Why doesn't keyboard input work for a ScrollViewer when the child control has input focus?

This is the scenario. A WPF window opens. It sets the focus to a control that is embedded in a ScrollViewer.

I hit the up and down and left and right keys. The ScrollViewer doesn't seem to handle the key events, anyone know why?

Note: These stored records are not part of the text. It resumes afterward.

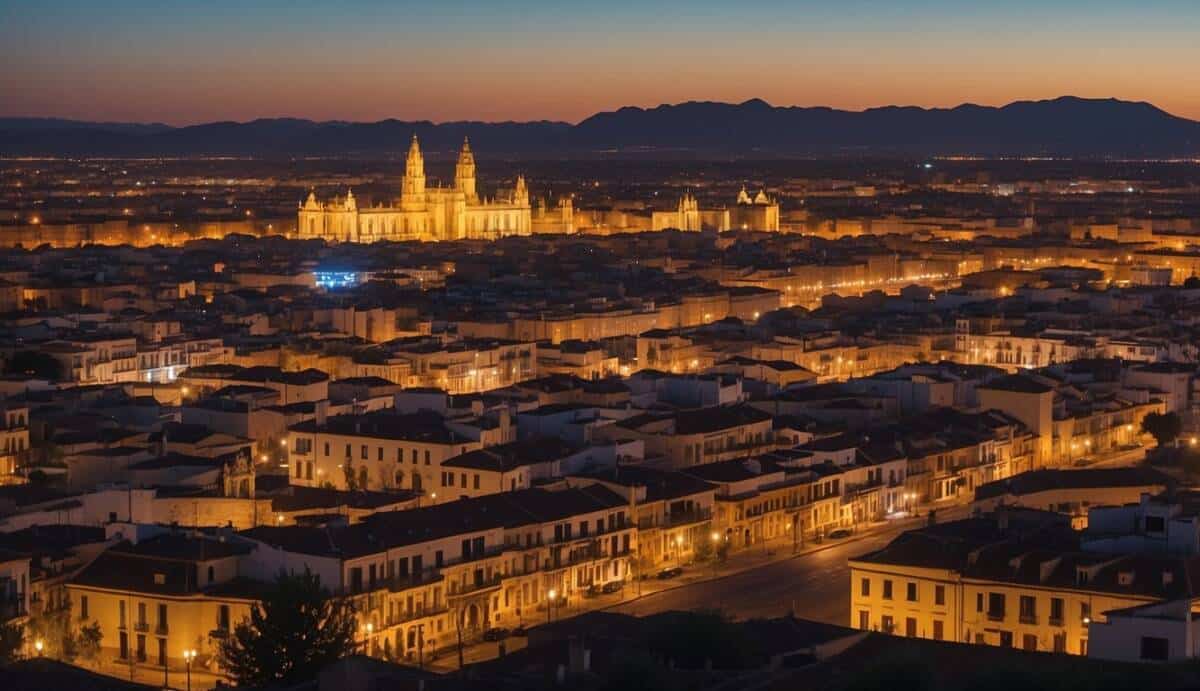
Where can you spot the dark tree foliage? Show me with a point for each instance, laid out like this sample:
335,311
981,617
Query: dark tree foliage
34,364
1163,426
12,636
294,631
702,637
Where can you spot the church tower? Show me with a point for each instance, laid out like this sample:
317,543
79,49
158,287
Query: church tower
521,192
412,193
465,173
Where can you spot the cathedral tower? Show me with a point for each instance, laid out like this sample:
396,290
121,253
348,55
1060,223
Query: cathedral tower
412,193
465,173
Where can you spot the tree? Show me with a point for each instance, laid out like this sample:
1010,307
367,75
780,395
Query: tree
88,641
12,638
1163,426
52,626
295,631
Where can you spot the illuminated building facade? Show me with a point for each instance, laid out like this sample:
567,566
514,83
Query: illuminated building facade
423,212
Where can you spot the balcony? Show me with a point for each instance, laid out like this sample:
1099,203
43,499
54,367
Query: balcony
477,587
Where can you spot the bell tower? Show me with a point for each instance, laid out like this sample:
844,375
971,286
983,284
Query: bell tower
465,173
412,192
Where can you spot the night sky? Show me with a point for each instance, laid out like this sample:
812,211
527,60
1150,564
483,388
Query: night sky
192,61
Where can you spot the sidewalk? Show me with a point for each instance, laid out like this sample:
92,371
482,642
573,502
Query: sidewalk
742,560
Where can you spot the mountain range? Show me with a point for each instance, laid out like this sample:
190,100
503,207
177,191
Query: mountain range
1066,126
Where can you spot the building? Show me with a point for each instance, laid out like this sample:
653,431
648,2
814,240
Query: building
760,212
423,212
420,578
1015,578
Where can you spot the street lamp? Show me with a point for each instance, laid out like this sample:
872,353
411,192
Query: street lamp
189,655
369,629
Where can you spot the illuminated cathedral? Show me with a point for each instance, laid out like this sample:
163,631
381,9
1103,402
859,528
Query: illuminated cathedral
423,212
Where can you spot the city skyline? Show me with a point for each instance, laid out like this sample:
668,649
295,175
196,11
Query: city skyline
181,64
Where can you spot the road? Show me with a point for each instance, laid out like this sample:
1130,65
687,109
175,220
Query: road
815,586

This is the simplest possible example:

<Window x:Class="WpfApplication1.Window1"
    xmlns="http://schemas.microsoft.com/winfx/2006/xaml/presentation"
    xmlns:x="http://schemas.microsoft.com/winfx/2006/xaml"
    Title="Window1" Height="300" Width="300"
    FocusManager.FocusedElement="{Binding ElementName=control}"
    >
    <Grid>
        <ScrollViewer
            HorizontalScrollBarVisibility="Auto"
           >
            <ItemsControl
                x:Name="control"
                Width="1000"
                Height="1000"
                />
        </ScrollViewer>        
    </Grid>
</Window>

When you start the app that contains this window, "control" appears to have the focus as I intended. Pressing the key seems to result in bubbling key events reaching the ScrollViewer (I checked for this using WPF Snoop). I can't work out why it doesn't respond to the input.

3

3 Answers

8
votes

The problem

A ScrollViewer ignores all KeyDown events whose OriginalSource is not the ScrollViewer. The OriginalSource on a KeyDown is set to the focused control, therefore the ScrollViewer ignores it when a child has the focus.

The solution

Catch the KeyDown event and raise a copy of it directly on the ScrollViewer so it will have the correct OriginalSource, like this:

void ScrollViewer_KeyDown(object sender, KeyEventArgs e)
{
  if(e.Handled) return;
  var temporaryEventArgs =
    new KeyEventArgs(e.KeyboardDevice, e.InputSource, e.Timestamp, e.Key)
    {
      RoutedEvent = e.RoutedEvent
    };
  // This line avoids it from resulting in a stackoverflowexception
  if (sender is ScrollViewer) return;
  ((ScrollViewer)sender).RaiseEvent(temporaryEventArgs);
  e.Handled = temporaryEventArgs.Handled;
}

the event handler can be added in XAML:

<ScrollViewer KeyDown="ScrollViewer_KeyDown" />

or in code:

scrollViewer.AddHandler(Keyboard.KeyDownEvent, ScrollViewer_KeyDown);

The latter is more applicable if the ScrollViewer is inside a template somewhere and you have code to find it.

0
votes

In order for the ScrollViewer to react to your keyboard keys - it needs to have IsFocused="True" - right now it's child has the focus.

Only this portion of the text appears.